Taking time to recharge wasn’t the solution to getting back on my feet

The Canadian Mental Health Association Crisis Line can be reached at 1-800-875-6213.

“It’s okay to say ‘no, I don’t feel like it’. Take some time for yourself to recharge.”

I’ve been told this sentiment by friends, therapists, and self-care pages on social media.

It was my confidence in this strategy to lift me out of my depressive episode that held me back. But eight months saw little progress, and I craved drastic change. In the end, following the opposite of this common advice was what pulled me back above the surface in September.

In January 2021, my drive had hit rock bottom. My already reduced course load seemed like it’d expanded to fill my days and nights. I had neither the time, energy, nor the interest for exercise, hobbies, and social interaction—even eating and sleeping were neglected. The signs of burnout and depression were there.

I believed all I needed was a break to rejuvenate and to build a routine. I’d take time off from things that wore me out, recharging in the safety of my comfort zone until I was ready to re-emerge from my cocoon. Well, that’s what I told myself.

In reality, I was “resting” for an unhealthy amount of time, waiting for the day when I’d wake up energized enough to resume life.

Surprise—months passed, and that day didn’t come.

Identifying and invalidating my excuses was the first step towards recovery. Shortly after moving to Kingston in September, I realized hiding behind my supposed healing plan was a harmful habit.

I’d developed a propensity to generate excuses against participating in activities essential to my recovery. I’d convinced myself that having some alone time was what I needed most, when it was only dragging me further down.

So, I ditched the rest-and-recharge strategy and instead went full throttle on activities that had escaped my comfort zone during my spell. My default response to a proposition shifted from “no, I’m too tired” to “screw it, why not?” This applied to being invited out, but also to solo activities I used to turn down automatically.

My days became packed. I started taking solitary walks, taking photos on my camera, and going to the gym. I owe my initial energy boost to these simple, individual activities. Then, I began to contact acquaintances I hadn’t spoken to since the previous year. I showed up to backyard parties. I went on dates. I led an orientation week group.

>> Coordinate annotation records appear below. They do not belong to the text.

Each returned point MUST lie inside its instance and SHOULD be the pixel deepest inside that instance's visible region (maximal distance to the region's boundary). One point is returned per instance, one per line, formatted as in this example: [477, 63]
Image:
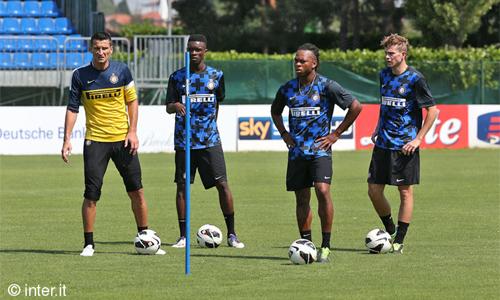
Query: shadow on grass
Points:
[241, 256]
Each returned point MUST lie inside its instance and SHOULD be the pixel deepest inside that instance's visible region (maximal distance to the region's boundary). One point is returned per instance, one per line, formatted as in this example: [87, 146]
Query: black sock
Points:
[326, 240]
[389, 224]
[306, 235]
[182, 227]
[89, 239]
[229, 223]
[402, 228]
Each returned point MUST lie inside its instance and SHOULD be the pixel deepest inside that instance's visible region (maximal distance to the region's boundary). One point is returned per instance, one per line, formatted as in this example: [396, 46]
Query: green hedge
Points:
[463, 68]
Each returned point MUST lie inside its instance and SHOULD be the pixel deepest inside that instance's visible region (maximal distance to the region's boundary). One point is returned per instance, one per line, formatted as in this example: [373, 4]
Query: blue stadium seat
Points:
[76, 45]
[63, 26]
[46, 26]
[32, 9]
[6, 61]
[60, 41]
[40, 60]
[73, 60]
[29, 26]
[25, 44]
[15, 9]
[47, 44]
[21, 60]
[55, 60]
[3, 9]
[8, 45]
[49, 9]
[11, 26]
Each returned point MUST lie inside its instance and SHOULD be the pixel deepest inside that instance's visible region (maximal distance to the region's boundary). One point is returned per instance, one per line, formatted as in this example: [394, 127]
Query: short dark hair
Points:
[100, 36]
[198, 38]
[313, 48]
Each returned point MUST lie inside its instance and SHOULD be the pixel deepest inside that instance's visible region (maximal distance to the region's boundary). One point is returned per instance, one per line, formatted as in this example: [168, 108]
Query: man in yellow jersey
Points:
[106, 90]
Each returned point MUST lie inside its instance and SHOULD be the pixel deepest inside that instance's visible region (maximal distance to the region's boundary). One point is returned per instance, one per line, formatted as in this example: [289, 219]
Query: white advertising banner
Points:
[256, 130]
[40, 129]
[484, 126]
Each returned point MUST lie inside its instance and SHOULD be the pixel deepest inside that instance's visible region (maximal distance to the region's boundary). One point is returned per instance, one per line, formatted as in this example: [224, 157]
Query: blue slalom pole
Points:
[188, 167]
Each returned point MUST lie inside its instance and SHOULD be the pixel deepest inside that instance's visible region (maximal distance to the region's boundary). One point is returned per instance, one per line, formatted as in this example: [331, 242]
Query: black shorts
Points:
[209, 162]
[96, 157]
[303, 173]
[394, 168]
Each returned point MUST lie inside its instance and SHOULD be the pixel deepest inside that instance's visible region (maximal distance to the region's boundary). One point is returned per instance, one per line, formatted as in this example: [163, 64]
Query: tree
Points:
[448, 22]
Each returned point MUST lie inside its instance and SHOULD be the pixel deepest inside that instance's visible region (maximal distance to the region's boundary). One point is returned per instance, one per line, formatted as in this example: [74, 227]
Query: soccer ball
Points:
[147, 242]
[209, 236]
[378, 241]
[302, 252]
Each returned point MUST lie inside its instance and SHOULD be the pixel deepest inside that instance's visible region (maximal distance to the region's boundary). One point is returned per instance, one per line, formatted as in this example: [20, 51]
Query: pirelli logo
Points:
[301, 112]
[103, 94]
[395, 102]
[200, 98]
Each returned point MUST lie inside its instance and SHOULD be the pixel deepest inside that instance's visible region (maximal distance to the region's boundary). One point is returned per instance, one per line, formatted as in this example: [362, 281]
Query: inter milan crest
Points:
[211, 84]
[113, 78]
[315, 97]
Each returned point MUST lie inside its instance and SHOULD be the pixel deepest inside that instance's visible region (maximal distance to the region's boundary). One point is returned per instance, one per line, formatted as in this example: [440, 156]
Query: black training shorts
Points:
[209, 162]
[303, 173]
[96, 156]
[394, 168]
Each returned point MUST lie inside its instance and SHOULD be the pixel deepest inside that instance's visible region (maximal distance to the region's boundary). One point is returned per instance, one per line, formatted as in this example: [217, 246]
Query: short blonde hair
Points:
[395, 39]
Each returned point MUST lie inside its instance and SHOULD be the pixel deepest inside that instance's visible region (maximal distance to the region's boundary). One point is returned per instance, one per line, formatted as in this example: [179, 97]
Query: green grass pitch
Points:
[452, 250]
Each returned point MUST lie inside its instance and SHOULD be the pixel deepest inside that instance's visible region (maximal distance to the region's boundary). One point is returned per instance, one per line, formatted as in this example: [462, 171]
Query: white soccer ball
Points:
[302, 252]
[378, 241]
[147, 242]
[209, 236]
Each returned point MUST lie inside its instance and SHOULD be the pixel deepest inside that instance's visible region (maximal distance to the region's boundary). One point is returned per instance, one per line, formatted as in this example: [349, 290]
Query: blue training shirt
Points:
[402, 99]
[206, 91]
[310, 114]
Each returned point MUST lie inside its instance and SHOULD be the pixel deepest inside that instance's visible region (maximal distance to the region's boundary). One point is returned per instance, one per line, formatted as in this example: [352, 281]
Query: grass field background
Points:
[452, 249]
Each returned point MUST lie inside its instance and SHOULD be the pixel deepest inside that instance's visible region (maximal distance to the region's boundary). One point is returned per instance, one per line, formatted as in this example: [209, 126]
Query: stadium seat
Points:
[76, 44]
[6, 61]
[8, 45]
[40, 60]
[73, 60]
[25, 44]
[32, 9]
[46, 43]
[63, 26]
[3, 9]
[60, 41]
[14, 9]
[29, 26]
[21, 60]
[46, 26]
[49, 9]
[11, 26]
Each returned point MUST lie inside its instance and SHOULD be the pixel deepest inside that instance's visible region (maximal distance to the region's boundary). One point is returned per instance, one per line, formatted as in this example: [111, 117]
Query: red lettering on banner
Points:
[450, 130]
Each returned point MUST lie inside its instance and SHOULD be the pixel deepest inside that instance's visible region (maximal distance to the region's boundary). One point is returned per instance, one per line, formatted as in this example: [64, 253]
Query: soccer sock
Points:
[306, 235]
[229, 223]
[326, 240]
[389, 224]
[402, 228]
[89, 239]
[182, 227]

Paradoxically, the busier I was, the more energized I felt. I haven’t slowed, and I’m the happiest I’ve been in a year.

I’d already felt so much discomfort in the previous eight months that any disappointment, rejection, or failure hardly rattled me. The only way was up. Having experienced both worlds, I can say nothing felt more uncomfortable to me than having too much time to rest.

To anyone experiencing something similar, I urge you to reflect on what is and isn’t working for you. Maybe try getting out there. Why not?

Curtis is a second-year Computing student and The Journal’s Assistant Photo Editor.